When Tom finally slipped up, Ginny was too weak to seize the moment. She woke while he was sleeping, and it took her a moment to realize she was awake. Once she lit on to the idea that she could make a move against Tom, she tried to sit up and nearly fainted on her own accord. Her limbs felt so heavy that crawling to Tom's bed was a massive undertaking. She whispered Voldemort's name just in case Tom had replaced the protection spell, and when she reached a trembling hand forward, she was not repelled. Instead, it felt as though she was pushing her hand through gelatin. Perhaps it was not a protection spell, and thus was not subject to the nulling effect of the Taboo, but it was effective enough in her weakened state. She could not get to the food.
She retreated to the fireplace as she clung to consciousness, black with rage. Watching his back move up and down slowly as he slept, what she wanted, what she needed more than anything, was for Riddle to be as weak as she felt. So that he would stop cursing her, so that he would know what it felt like, so that he would lose. She was no longer begging the Room for anything. It was not a conscious thought or a wish; she merely felt the need to the very depths of her being.
When it happened, she was slumped half-asleep. She did not know if it was the Room's work or a burst of accidental magic, something she had not done since her third year. Whatever the cause, a sudden column of fire burst from the fireplace beside her. Too weak to make a sound, she flinched back from the heat as the flames enveloped the stockpile of food under Riddle's bed, blue and twisting. Eyes watering and watching entranced, Ginny wondered if it was real or a dream brought on by thirst, at least until Riddle yelled and tumbled from his bed.
In a heartbeat he had the fire subdued, but it was too late. The remains of all their food and his bedframe were smoldering, though Riddle himself was untouched. Still for but a moment, he rounded on her.
"What have you done?"
Ginny blinked up at him, trying to string together what had happened. Her mouth felt like cotton, but suddenly she realized what it meant, and she laughed.
"We'll both die now," she croaked.
She knew he was going to curse her, but she could not stop laughing. Because it was laughable. After all the effort she had put into stealing herself against his caustic, deplorable personality, tempting herself to believe he might be lured if not changed, she would kill him. Months ago she had argued to starve him, and now she had done it by accident.
Soon he would be on the floor too, just as bad off as her, and whatever he did to her now would not matter.

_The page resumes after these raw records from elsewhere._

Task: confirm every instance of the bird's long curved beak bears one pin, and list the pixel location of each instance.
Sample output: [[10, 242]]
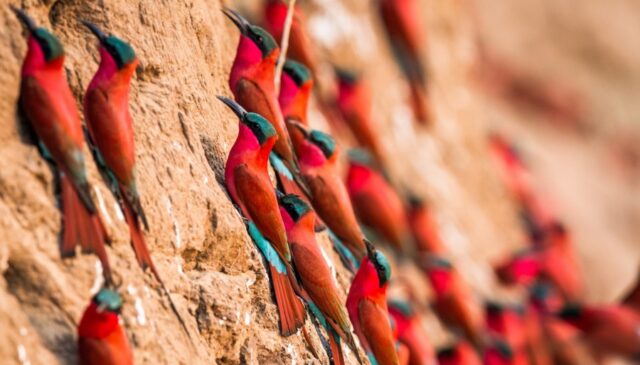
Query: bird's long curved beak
[[300, 127], [371, 250], [25, 19], [237, 19], [95, 30], [233, 105]]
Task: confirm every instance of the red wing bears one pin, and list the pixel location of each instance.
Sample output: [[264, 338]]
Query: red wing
[[112, 135], [257, 195], [374, 323], [318, 282]]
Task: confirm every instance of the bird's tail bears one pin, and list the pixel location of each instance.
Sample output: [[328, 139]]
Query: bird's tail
[[144, 258], [290, 307], [137, 239], [336, 349], [81, 227]]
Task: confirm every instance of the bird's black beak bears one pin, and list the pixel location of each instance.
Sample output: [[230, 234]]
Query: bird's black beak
[[95, 30], [233, 105], [371, 250], [25, 19], [300, 128], [237, 19]]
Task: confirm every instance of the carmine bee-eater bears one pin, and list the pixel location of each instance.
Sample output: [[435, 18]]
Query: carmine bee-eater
[[318, 157], [354, 104], [376, 203], [610, 329], [500, 353], [367, 306], [106, 107], [461, 353], [248, 183], [252, 84], [101, 339], [403, 24], [300, 45], [314, 272], [506, 323], [424, 227], [48, 104], [411, 333], [453, 301]]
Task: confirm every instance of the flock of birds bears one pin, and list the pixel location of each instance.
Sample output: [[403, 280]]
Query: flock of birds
[[310, 195]]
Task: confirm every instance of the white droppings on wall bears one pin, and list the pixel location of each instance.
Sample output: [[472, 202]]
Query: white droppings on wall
[[177, 241], [98, 280], [22, 355], [102, 206], [141, 318]]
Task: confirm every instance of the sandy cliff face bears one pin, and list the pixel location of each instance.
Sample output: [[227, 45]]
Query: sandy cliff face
[[183, 134]]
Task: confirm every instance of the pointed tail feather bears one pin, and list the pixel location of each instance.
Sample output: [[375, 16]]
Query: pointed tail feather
[[290, 307], [337, 355], [81, 227]]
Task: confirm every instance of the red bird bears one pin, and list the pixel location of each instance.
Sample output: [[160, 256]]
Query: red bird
[[460, 354], [101, 339], [411, 334], [106, 105], [300, 45], [453, 301], [313, 270], [610, 329], [318, 163], [403, 23], [354, 104], [252, 82], [48, 104], [367, 306], [424, 227], [506, 323], [376, 204], [500, 353], [249, 186]]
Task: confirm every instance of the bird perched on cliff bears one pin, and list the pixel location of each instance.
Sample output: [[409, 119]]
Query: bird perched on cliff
[[411, 334], [506, 323], [101, 339], [252, 83], [453, 301], [318, 156], [461, 353], [111, 136], [500, 353], [300, 45], [314, 272], [48, 104], [367, 306], [377, 204], [248, 183], [354, 104], [612, 329], [424, 227], [403, 24]]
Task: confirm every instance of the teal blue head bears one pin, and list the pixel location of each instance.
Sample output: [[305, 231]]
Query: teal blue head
[[380, 262], [296, 207], [297, 71], [49, 44], [325, 142], [259, 126], [260, 37], [120, 51], [108, 300]]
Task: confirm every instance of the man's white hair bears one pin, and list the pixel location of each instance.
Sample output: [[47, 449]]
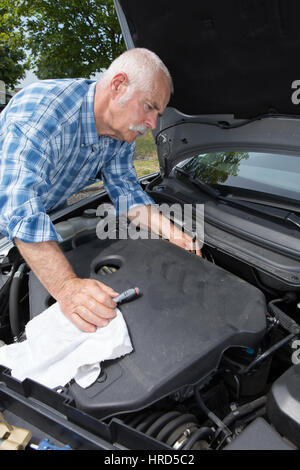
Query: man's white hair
[[141, 67]]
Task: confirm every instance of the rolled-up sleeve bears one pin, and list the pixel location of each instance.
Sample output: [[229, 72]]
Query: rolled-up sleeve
[[23, 182], [121, 182]]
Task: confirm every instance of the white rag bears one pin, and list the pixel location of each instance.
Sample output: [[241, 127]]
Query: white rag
[[56, 351]]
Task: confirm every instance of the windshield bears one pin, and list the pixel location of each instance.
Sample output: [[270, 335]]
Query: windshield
[[275, 174]]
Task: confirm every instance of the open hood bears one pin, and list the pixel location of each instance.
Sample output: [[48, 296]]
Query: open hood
[[233, 63], [237, 57]]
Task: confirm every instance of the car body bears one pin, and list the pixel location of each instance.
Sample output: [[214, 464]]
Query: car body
[[216, 339]]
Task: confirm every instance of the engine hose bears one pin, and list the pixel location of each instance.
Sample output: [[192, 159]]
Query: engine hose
[[286, 322], [244, 410], [14, 297], [197, 436], [214, 418], [268, 352], [172, 427]]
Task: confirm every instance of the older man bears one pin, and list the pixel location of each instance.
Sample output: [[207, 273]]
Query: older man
[[55, 137]]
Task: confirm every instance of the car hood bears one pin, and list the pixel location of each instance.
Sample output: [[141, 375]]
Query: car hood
[[230, 61]]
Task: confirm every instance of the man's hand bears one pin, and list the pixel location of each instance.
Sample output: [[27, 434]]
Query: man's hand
[[148, 217], [87, 303], [183, 240]]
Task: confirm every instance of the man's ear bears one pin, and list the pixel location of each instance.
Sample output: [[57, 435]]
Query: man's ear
[[118, 85]]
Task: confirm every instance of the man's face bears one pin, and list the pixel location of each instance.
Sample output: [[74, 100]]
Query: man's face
[[132, 117]]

But Tom did not curse her. He turned instead to the wreckage, blackening his hands as he dug through the remains for anything salvageable. Finally, finding nothing, not even their flasks of water, he sat back on his heels and stared up at the wall. She stilled with him, anticipating the anger that was surely bubbling just under the surface.
"Well played, Weasley," he said quietly. "But it will backfire. You won't last."
Licking her lips, she said, "What in the world gives you that impression of me?"
"You'll fear death. You'll create a way out."
"If I let you out, you'll kill me anyways."
"Your survival instinct will drive you to it. I need only wait."
He was right, but it took far longer than he anticipated.
Ginny would never be able to explain after how she had done it. Her memories of those days were scarce, snatches of fever dreams, physical pain, and fear. Perhaps it was the sheer force of her love channeled into unmatched stubbornness. Perhaps it was seven years of nightmares transfigured into merciless spite. Perhaps it was because every time that she woke, she saw him just a bit more haggard, a bit more crazed, and it reminded her of what she truly wanted. However she did it, it did not last forever, but it did last long enough.
While he still had the energy, Riddle attacked the walls, or attacked her, but quickly he started to fade with her. They stopped speaking and retreated into themselves, but sometimes when she woke, she caught him staring. At some point, he cast a series of spells on her that must not have been curses, because he did the same to himself. After that he spent far more time in bed, and Ginny's thoughts became less and less coherent. She woke once to a roar, only to find Tom bent over his balled fists. His shirtsleeves were rolled back and his hair curtained his face. His shoulders shook, either laughing or crying or a hallucination.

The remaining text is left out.